If you’re so lucky that you haven’t run into this cliché, it asks whether at the end of hundreds of years of maintenance and restoration—in which every part of a ship has eventually been replaced—a ship is still the same ship? Answer: who cares outside of Philosophy Departments? It’s a dull thought experiment about the persistence of identity across time.
I’m of a sufficient age that Thanksgiving now has as many absences as presences. The Berens Family has had a rough handful of years marked by the deaths of my cousin Meredith’s father Larry, the death of Sandy (the mother of my cousins Steffi, David, Michael, Lilly, and Scott), the death of my brother Evan, and just two weeks ago the death of Russ, my father’s brother and father to the cousins who lost Sandy less than two years ago.
Although there was a somber cast to the gathering at David and Meredith’s this year, seeing family meant even more than usual.

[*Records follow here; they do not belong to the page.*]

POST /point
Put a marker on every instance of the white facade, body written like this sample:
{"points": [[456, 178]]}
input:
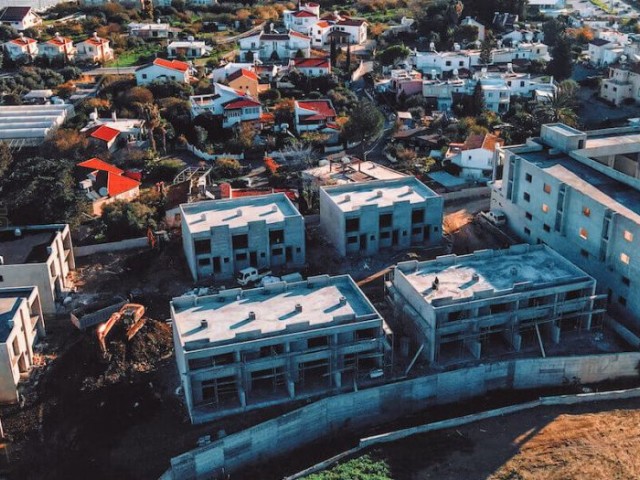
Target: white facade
{"points": [[95, 49], [246, 349], [21, 326], [272, 46], [365, 217], [40, 255], [221, 237], [58, 47], [21, 47], [583, 201], [163, 70], [187, 49]]}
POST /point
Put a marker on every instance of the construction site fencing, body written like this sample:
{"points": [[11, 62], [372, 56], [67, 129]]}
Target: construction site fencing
{"points": [[364, 408]]}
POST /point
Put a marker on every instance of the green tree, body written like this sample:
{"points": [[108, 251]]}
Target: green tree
{"points": [[122, 219], [561, 64], [42, 190], [365, 125], [5, 158], [392, 54], [477, 99]]}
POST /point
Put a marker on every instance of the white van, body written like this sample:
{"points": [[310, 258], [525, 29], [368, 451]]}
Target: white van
{"points": [[497, 217]]}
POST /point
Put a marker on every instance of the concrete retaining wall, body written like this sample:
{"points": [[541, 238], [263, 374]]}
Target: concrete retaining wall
{"points": [[128, 244], [377, 405]]}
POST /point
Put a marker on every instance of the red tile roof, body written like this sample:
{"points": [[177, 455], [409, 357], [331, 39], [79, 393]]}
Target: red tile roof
{"points": [[293, 33], [322, 107], [22, 41], [311, 63], [59, 41], [117, 184], [104, 133], [241, 103], [243, 72], [97, 164], [171, 64], [96, 40]]}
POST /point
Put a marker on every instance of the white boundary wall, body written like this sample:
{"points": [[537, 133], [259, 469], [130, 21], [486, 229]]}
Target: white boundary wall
{"points": [[372, 406]]}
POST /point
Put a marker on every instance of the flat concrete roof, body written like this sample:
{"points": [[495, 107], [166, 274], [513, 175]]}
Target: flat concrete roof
{"points": [[237, 212], [30, 247], [381, 193], [352, 173], [274, 307], [463, 277]]}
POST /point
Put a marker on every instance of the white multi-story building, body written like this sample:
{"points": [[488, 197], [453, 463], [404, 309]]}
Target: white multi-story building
{"points": [[221, 237], [20, 18], [240, 350], [39, 255], [491, 302], [163, 70], [95, 49], [274, 46], [58, 47], [21, 326], [303, 19], [579, 193], [365, 217]]}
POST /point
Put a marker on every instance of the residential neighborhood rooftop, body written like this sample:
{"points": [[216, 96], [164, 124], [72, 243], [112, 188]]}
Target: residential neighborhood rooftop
{"points": [[380, 192], [236, 316], [488, 272], [200, 217]]}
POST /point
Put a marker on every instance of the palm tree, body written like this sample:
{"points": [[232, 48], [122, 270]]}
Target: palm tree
{"points": [[560, 108]]}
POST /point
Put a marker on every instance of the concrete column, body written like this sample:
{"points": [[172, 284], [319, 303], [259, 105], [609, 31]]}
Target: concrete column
{"points": [[337, 379], [475, 347]]}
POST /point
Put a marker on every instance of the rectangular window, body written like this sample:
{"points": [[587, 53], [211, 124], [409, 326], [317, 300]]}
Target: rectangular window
{"points": [[276, 236], [385, 220], [583, 233], [353, 224], [240, 241], [202, 246]]}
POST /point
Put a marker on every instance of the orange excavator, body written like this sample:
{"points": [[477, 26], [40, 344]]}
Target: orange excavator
{"points": [[132, 317]]}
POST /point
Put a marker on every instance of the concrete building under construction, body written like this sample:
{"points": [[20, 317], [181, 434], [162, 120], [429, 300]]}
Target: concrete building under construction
{"points": [[492, 302], [245, 349]]}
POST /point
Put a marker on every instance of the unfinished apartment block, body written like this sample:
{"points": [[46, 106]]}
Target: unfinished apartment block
{"points": [[21, 325], [365, 217], [221, 237], [245, 349], [40, 255], [492, 302]]}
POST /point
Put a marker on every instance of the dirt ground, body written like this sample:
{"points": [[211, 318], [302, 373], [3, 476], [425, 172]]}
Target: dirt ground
{"points": [[551, 443]]}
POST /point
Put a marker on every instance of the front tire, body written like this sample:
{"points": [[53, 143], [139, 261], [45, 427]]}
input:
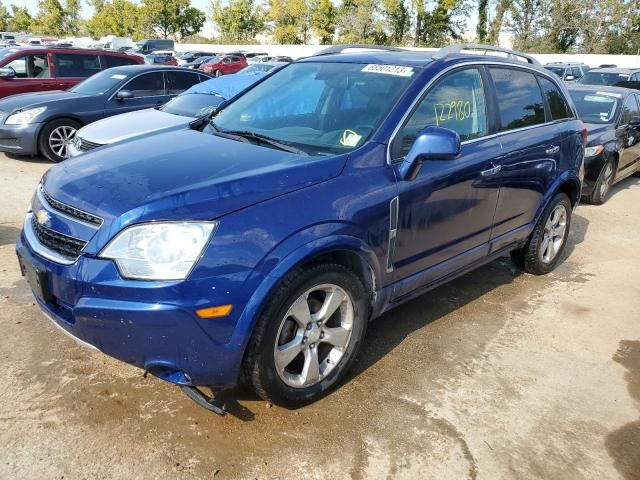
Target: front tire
{"points": [[544, 248], [55, 138], [308, 335]]}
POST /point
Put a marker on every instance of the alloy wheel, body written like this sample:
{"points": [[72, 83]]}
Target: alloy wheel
{"points": [[313, 335]]}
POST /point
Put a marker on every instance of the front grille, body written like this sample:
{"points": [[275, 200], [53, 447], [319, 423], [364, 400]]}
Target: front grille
{"points": [[85, 145], [71, 211], [63, 244]]}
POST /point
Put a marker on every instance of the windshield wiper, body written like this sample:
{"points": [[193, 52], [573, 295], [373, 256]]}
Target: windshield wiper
{"points": [[248, 136]]}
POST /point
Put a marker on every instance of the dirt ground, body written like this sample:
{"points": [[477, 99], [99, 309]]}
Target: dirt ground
{"points": [[496, 375]]}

We avoided political conversation because as many of us were satisfied with the results of the recent election as were disappointed. Instead, we focused on what brought us together.
It was also a joy to see the next generation at the so-called kids’ table. Most of them are young adults now, ranging from 19 to 24, having spirited and obscure conversations of their own. We also had Scott’s much younger children (aged five and two), hanging closer to their grownups.
There’s no question that this is still the Berens Family, even though the cast of characters keeps changing. Family identity across time requires just two things: co-presence and attention. It’s a muscle that you have to exercise, not a thing like a ship that you repair.